Suddenly, everywhere Mona looks she seems to see love. Sometimes the café is dominated by anger as a couple have a heated argument or one customer bumps into the other and spills their coffee. Other days there seems to be such a mix of emotions that it is impossible to pick out one over another. But right now as Mona sees it, the feeling is love. It takes different shapes – the interlocked hands of the couple, the loud conversation of the group of friends – but it is there. And as she watches, she comes to a sudden realisation. She may not have a boyfriend but it is not true that she hasn’t had a partner, or that she has never experienced love. It’s just that the great love story of her life so far hasn’t been a romance – it’s been a friendship. She is hit with a sudden sharp pain as she accepts that it might be over. The pain cuts through her as sharply as grief, a sense of loss rocking her.
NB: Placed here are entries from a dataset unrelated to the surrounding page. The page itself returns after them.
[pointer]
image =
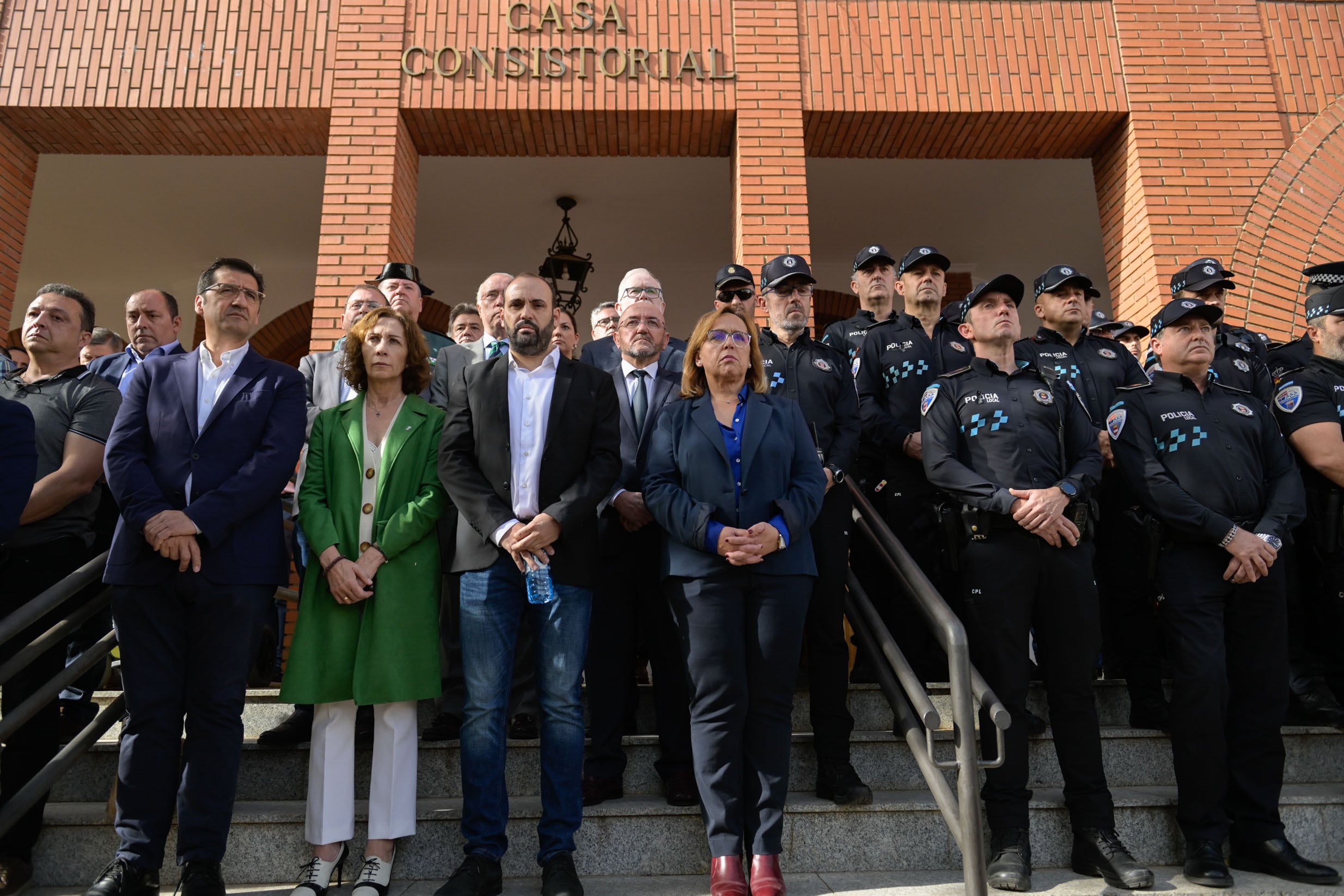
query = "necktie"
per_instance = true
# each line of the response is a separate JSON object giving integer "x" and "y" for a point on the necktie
{"x": 640, "y": 401}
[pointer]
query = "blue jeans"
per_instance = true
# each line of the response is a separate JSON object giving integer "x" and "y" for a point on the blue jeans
{"x": 493, "y": 602}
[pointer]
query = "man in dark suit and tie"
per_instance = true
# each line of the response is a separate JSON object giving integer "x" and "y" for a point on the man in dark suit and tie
{"x": 628, "y": 598}
{"x": 197, "y": 460}
{"x": 638, "y": 285}
{"x": 532, "y": 446}
{"x": 152, "y": 324}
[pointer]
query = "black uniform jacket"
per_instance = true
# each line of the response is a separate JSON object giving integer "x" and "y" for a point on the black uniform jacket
{"x": 815, "y": 377}
{"x": 987, "y": 430}
{"x": 1202, "y": 461}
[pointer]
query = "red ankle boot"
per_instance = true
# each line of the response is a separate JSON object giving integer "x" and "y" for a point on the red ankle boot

She grips the coffee bar tightly, holding herself up, holding herself together.
10.00 p.m.
Dan
The warmth of the café welcomes him as he opens the door and steps back inside. It is much busier than when he left this morning (although the morning seems a long time ago), but he spots a table near the back and sits down, taking off his backpack and tucking it under the chair. He nods up at the stuffed bear, prepared this time for his staring eyes and outstretched claws.
The red-headed waitress is not here; instead Dan spots the dark-haired one whom he remembers seeing when he first arrived early this morning. Her hair hangs in a plait and she stands behind the counter, holding on to it with both hands. Also in the café are a couple a little older than him who sit opposite each other at a small table, a man in a floral dress who talks to an old woman wearing a yellow beret, a group of women in their thirties who talk loudly to one another in what Dan guesses is a Scandinavian language, and an Asian man in what looks like some sort of security guard uniform who holds the hand across the table of a pretty woman with a large birthmark on her cheek.